Comparative and competitive adsorption of gaseous toluene, ethylbenzene, and xylene onto natural cellulose-modified Fe3O4 nanoparticles

Abstract

Many industrial processes produce volatile organic compound (VOC) pollutants within multicomponent systems. Therefore, exploring the comparative and competitive adsorption of VOCs is of both practical and scientific interest. This study elucidates the adsorption behavior of gaseous toluene, ethylbenzene, and xylene (TEX) targeted as VOCs onto natural cellulose-modified Fe3O4 (NC-Fe3O4) nanoparticles (NPs) both individually and in multicomponent systems for the first time in the literature.

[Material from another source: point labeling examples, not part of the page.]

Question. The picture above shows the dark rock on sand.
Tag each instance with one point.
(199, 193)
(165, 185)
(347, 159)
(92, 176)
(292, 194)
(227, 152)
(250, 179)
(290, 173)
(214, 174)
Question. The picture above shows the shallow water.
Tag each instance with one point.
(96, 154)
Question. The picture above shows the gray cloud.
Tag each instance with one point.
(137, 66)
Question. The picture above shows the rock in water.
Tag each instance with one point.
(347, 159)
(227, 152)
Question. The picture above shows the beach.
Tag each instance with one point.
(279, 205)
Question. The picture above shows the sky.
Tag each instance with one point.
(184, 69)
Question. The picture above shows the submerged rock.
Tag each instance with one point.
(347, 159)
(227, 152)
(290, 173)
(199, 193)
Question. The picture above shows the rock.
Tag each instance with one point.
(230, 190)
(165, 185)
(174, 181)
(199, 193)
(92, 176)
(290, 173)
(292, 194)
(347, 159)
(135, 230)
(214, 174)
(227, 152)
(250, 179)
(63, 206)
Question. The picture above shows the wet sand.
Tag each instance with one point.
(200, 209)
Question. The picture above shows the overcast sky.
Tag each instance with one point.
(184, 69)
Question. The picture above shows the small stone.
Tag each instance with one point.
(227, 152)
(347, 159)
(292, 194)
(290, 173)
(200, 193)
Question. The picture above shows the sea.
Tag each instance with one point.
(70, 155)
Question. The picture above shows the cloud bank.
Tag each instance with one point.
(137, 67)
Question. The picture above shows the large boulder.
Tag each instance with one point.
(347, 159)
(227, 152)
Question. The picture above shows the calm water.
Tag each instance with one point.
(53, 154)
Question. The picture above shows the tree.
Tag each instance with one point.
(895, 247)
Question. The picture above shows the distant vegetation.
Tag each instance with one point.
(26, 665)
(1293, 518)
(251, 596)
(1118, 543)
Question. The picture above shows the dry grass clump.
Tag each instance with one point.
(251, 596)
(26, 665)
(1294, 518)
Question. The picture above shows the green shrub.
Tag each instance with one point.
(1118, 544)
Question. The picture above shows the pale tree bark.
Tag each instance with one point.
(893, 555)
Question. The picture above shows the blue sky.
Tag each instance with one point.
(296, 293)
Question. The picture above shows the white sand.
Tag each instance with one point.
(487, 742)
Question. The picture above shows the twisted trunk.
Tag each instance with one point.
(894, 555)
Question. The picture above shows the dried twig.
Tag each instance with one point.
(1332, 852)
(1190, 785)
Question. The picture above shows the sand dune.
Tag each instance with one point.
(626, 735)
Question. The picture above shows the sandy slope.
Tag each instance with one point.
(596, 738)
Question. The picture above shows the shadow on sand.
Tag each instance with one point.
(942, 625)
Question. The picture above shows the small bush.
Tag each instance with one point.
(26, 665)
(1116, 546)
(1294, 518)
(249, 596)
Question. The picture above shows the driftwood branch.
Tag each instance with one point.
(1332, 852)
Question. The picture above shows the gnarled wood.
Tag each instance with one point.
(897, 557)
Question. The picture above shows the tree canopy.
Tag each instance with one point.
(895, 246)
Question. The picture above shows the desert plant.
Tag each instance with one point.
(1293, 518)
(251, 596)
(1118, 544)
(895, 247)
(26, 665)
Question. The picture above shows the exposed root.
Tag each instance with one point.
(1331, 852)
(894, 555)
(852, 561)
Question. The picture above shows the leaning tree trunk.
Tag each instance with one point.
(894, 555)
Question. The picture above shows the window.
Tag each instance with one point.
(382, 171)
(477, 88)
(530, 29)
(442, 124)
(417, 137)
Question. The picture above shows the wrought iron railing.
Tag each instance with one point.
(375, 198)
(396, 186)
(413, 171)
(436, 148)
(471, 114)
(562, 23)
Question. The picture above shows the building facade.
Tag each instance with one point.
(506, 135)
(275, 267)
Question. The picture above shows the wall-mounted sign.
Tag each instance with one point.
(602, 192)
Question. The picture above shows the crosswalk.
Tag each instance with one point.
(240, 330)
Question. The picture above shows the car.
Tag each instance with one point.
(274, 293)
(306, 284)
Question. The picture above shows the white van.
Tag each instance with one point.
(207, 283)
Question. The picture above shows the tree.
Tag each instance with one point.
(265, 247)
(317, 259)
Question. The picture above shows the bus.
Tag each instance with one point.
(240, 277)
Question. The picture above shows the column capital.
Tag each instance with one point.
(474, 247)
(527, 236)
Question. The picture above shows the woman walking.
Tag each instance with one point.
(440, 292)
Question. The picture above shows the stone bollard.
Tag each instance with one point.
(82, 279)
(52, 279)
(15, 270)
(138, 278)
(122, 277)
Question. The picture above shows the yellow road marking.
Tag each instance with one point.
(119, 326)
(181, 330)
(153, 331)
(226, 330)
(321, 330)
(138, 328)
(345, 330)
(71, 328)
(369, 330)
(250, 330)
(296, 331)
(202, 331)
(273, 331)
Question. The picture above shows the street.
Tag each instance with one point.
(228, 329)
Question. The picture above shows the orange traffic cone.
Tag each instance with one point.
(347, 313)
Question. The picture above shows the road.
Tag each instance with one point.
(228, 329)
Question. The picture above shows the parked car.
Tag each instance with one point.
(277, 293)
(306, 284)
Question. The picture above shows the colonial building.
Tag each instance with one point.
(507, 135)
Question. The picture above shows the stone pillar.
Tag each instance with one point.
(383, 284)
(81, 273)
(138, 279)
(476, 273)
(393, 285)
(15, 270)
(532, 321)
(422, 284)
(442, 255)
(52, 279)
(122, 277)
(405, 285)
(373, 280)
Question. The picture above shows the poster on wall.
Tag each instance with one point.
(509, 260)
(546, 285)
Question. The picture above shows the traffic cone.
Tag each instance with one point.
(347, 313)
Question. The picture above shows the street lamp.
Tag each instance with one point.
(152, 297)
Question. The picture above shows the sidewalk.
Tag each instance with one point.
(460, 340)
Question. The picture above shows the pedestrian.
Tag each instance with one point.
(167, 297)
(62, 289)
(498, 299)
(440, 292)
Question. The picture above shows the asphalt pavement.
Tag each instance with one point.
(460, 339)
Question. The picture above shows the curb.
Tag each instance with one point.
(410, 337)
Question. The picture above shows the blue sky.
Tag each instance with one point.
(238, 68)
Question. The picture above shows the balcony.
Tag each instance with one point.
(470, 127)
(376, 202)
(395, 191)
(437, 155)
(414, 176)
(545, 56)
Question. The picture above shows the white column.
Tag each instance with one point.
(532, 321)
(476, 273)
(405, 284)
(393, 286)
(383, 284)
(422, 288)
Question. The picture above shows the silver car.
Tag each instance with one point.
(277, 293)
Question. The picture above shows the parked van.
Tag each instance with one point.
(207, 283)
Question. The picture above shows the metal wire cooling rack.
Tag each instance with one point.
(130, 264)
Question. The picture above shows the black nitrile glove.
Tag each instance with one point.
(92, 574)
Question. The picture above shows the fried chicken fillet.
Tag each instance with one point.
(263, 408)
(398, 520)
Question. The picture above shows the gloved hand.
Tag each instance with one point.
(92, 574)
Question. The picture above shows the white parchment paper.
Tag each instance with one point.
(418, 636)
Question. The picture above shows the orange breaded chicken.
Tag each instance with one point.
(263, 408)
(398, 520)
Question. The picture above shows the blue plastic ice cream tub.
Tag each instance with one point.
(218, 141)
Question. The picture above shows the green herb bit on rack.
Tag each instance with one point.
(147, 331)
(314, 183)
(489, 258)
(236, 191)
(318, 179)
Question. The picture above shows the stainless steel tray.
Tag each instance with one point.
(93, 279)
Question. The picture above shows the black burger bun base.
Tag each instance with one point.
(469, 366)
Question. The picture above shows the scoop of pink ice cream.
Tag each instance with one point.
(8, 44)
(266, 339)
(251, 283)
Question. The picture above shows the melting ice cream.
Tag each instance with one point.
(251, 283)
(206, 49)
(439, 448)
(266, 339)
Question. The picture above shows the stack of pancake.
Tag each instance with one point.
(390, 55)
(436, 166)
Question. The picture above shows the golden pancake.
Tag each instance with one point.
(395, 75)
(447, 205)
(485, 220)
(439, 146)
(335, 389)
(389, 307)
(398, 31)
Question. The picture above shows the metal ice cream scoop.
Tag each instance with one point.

The characterization of NC-Fe3O4 synthesized via co precipitation method was carried out with analysis techniques including BET, SEM, EDS, FTIR, and TGA-DTA. The adsorption capacities of TEX as a single-component onto NC-Fe3O4 (for 20 mg L-1 TEX inlet concentration) were found as 477, 550, and 578 mg g(-1), respectively. In contrast, with TEX in a binary-component system, the adsorption capacity of the T (for 20 mg L-1 T with 10 mg L-1 E and 10 mg L-1 X, respectively) decreased by approximately 43% and 50% for the binary-mixtures of T-E and T-X, respectively, due to competition with E and X for adsorption sites. Similarly, the adsorption capacity of the E (for 20 mg L-1 E with 10 mg L-1 X) decreased by approximately 46% due to competition with the X for adsorption sites. With TEX in a ternary-component system, the adsorption capacity of the X remained consistent, indicating its competitive dominance over the E and T. The adsorption capacity of NC-Fe3O4 followed the order of X > E > T in the ternary-component system, which agrees with the adsorption results for the single-component system. The adsorption mechanism of TEX was explained by fitting the adsorption data to diverse kinetic and isotherm models. The NC-Fe3O4 with a superior performance in terms of both reuse efficiency and adsorption capacity, could be used as a promising and renewable adsorbent for efficient treatment of VOC pollutants. The findings of the current study will contribute to a better understanding of the comparative and competitive adsorption behaviors among different VOC pollutants in relation to a given adsorbent.